Dr. Kahan Sablo had just moved to Kingston when he says he had an encounter with a Kingston police officer.

Sablo said he was running down East Chestnut Street when he stopped to answer an important work email. As he was leaning on a pole, looking down at his phone, Sablo said he was approached by the officer, who was asking about reports of someone staking out cars in the area.

What You Need To Know

  • A committee’s recommendations to revamp the Kingston Police Department include bias training, community events, and increased transparency

  • Board members said the experience was eye-opening, and could lead to some positive changes

  • Recruitment challenges remain; just one of 69 KPD officers is Black

“He said, ‘We got these complaints,’” Sablo recalled. “I said, ‘Are you sure it was me?’ He said ‘Yes.’ Then, I knew things were different.”

Then came what he called a brief, tense moment.

Sablo said he stayed still and made no sudden movements, in order to keep the situation from escalating.

“He said, ‘You keep away from the cars,’ and drove off,” Sablo said.

The encounter happened on September 21. Sablo later discovered a ‘suspicious person’ report that the KPD received one complaint of a Black man in a tank top who was looking into car windows.

Sablo posted a photo of what he said he was wearing that day on Facebook: a black hoodie.

Sablo wonders what might have happened if a teenager were involved in a similar encounter, and whether the situation could escalate into another tragic national headline.

“I get concerned because…are we going to be marching because there’s blood on the street for something that didn’t need to happen?” Sablo said.

Kingston administrators established the Re-envison Public Safety Task Force last year to address possible racial and societal bias.

In his section of a 55-page report with recommendations, task force member Tony Davis said he found that 42% of all arrests in Kingston involved people of color, while people of color comprise just under 16% of the city’s population.

The task force made recommendations to the Common Council to increase community events, improve bias training, and be more transparent about training and discipline.

Task force member Beetle Bailey said while the board made recommendations, she does not consider the board’s work to be game-changing.

“We need a drastic change, something that is a short, sharp shock, to get us out of a rut that is very unhealthy,” Bailey said, just before referencing the nationwide movement to address police brutality against minorities. “We have that chance, and it’s starting to fade.”

Bailey said the board had to work around the police union’s work agreement, which has predetermined procedures for disciplinary action against officers. The board can make suggestions for officer accountability, but it cannot force the department and union to implement them.

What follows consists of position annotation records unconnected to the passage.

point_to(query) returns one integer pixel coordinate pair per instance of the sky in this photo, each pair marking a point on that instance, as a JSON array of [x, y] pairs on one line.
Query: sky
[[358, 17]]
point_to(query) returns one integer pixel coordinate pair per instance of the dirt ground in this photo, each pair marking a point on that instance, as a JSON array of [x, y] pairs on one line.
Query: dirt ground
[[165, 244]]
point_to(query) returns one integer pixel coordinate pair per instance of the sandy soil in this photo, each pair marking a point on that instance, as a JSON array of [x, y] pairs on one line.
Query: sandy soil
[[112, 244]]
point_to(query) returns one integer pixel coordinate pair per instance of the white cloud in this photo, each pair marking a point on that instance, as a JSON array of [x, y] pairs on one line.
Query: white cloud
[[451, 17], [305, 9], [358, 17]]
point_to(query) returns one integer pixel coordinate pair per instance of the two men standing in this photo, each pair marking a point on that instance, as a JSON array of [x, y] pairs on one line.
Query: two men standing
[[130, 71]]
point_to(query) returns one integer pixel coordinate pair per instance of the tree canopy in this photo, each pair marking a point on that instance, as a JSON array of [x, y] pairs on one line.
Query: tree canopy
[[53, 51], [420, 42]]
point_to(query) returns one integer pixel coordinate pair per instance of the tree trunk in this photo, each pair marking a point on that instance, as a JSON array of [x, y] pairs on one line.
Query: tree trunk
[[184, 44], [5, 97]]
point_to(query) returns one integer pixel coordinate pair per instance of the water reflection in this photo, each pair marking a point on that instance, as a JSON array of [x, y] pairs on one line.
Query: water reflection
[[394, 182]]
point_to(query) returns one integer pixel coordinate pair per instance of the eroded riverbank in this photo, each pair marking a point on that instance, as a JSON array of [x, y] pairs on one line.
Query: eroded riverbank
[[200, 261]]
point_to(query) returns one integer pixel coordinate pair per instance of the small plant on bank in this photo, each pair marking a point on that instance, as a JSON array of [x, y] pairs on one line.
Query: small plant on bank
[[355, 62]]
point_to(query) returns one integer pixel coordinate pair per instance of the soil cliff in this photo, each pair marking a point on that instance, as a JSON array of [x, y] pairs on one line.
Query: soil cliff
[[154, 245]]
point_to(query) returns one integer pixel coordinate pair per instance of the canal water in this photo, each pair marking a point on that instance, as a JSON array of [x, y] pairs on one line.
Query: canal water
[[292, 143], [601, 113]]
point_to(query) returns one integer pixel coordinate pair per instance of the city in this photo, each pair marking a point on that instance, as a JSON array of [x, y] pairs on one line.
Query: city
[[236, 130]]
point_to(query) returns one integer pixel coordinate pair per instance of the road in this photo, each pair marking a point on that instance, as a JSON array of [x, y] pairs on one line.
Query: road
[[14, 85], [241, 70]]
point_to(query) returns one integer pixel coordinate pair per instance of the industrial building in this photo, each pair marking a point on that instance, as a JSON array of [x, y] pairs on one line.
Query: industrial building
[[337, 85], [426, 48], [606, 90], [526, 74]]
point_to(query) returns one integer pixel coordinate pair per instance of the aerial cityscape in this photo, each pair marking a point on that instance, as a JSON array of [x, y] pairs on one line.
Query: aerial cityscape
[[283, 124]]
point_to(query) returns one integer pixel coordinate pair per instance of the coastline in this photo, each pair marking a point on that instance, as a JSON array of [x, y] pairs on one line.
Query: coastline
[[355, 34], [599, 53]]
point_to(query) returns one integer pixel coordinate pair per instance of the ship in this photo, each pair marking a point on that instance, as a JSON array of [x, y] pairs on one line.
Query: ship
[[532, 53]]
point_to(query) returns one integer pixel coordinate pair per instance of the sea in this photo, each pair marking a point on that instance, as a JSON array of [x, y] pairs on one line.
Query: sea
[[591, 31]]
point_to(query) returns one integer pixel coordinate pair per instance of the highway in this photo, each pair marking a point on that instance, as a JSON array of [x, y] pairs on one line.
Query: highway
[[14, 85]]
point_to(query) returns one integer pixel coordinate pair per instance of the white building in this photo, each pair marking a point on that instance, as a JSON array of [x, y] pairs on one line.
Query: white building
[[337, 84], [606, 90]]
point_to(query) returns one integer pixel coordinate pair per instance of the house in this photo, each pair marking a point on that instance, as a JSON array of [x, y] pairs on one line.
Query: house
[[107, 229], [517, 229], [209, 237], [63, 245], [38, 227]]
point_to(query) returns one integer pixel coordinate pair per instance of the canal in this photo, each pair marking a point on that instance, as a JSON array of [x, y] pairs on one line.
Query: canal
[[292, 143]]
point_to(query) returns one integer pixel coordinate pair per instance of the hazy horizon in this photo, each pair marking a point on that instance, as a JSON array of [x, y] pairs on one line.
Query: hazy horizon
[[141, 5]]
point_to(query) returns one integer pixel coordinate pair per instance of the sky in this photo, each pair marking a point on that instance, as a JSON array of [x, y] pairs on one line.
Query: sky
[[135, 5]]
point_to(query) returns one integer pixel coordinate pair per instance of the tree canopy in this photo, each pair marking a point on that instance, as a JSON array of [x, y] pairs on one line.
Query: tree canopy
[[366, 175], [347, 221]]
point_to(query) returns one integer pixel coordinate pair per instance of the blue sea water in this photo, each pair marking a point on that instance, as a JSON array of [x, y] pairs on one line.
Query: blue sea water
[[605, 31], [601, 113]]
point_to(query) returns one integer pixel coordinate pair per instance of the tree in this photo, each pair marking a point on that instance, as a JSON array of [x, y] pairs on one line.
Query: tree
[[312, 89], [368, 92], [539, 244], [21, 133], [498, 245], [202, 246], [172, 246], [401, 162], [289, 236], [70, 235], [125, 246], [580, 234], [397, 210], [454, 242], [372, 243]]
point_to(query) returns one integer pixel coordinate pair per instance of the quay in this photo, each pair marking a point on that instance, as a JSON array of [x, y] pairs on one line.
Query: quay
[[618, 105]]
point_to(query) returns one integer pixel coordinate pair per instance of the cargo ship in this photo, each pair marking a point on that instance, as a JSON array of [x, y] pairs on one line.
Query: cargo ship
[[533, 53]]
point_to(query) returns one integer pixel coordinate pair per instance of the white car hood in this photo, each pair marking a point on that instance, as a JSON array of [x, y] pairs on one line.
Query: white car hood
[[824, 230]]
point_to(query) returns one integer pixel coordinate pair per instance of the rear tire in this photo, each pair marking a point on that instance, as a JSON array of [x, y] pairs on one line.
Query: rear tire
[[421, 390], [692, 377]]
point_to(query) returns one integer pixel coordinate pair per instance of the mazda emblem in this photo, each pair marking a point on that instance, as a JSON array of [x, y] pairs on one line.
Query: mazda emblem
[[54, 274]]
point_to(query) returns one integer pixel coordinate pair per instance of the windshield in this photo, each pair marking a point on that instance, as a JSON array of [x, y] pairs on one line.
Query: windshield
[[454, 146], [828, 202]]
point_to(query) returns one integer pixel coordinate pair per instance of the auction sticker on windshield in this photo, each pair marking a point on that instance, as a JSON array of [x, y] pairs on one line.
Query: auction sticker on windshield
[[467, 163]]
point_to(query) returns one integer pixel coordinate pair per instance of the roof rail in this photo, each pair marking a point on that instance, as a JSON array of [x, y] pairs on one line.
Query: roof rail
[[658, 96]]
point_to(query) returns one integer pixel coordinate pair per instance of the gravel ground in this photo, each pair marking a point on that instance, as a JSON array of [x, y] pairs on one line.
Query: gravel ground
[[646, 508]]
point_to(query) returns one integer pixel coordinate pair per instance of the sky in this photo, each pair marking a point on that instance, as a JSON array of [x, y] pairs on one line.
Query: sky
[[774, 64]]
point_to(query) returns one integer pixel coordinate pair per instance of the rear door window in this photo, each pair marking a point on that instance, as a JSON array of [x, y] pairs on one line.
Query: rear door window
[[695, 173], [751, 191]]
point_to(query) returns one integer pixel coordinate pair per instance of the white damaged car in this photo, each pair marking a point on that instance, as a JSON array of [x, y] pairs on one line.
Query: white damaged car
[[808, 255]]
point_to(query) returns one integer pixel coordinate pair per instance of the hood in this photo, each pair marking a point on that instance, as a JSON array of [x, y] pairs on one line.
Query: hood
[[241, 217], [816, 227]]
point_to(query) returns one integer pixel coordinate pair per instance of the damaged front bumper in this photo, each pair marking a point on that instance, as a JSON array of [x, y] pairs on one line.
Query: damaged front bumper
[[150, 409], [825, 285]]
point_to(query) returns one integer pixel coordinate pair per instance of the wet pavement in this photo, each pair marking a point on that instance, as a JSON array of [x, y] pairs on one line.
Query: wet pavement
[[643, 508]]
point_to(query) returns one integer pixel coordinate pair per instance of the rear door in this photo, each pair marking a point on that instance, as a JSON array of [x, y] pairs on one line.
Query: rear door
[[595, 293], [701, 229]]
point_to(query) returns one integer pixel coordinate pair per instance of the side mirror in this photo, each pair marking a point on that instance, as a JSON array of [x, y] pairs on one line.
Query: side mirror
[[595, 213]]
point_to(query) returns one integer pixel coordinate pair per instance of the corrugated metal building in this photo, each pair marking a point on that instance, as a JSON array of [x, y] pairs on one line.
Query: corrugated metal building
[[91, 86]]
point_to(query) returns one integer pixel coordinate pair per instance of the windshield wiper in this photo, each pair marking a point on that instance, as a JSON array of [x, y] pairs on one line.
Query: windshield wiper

“As you try to fix the broken thing, if it’s broken enough, you’re just prolonging more use with something that is ultimately useless and detrimental,” Bailey said. “That’s not just true with policing. It’s with every part of our system, but you have to start somewhere.”

Recruitment of diverse officers was another critical area task force members wanted to address.

Police Chief Egidio Tinti told Spectrum News that out of 69 KPD officers, just one is Black. No one on the task force offered new ways or methods to attract more officers from diverse backgrounds.

Task force support staff member and KPD Lieutenant Michael Bonse said officers recruit at job fairs and the department offers internships.

The 23-year-veteran of the department also pointed out during an interview last week that diverse recruitment is difficult due to salary constraints and the small group of candidates. Generally, fewer people want to be officers, he said.

“That’s really one of the biggest concerns we need to look at in this industry, recruitment and retention, and how do we diversify but at the same time just keep a viable applicant pool,” Bonse said.

Councils and town boards statewide are reviewing revisioning plans, and must submit them to the governor’s office by April 1 to comply with Executive Order 203.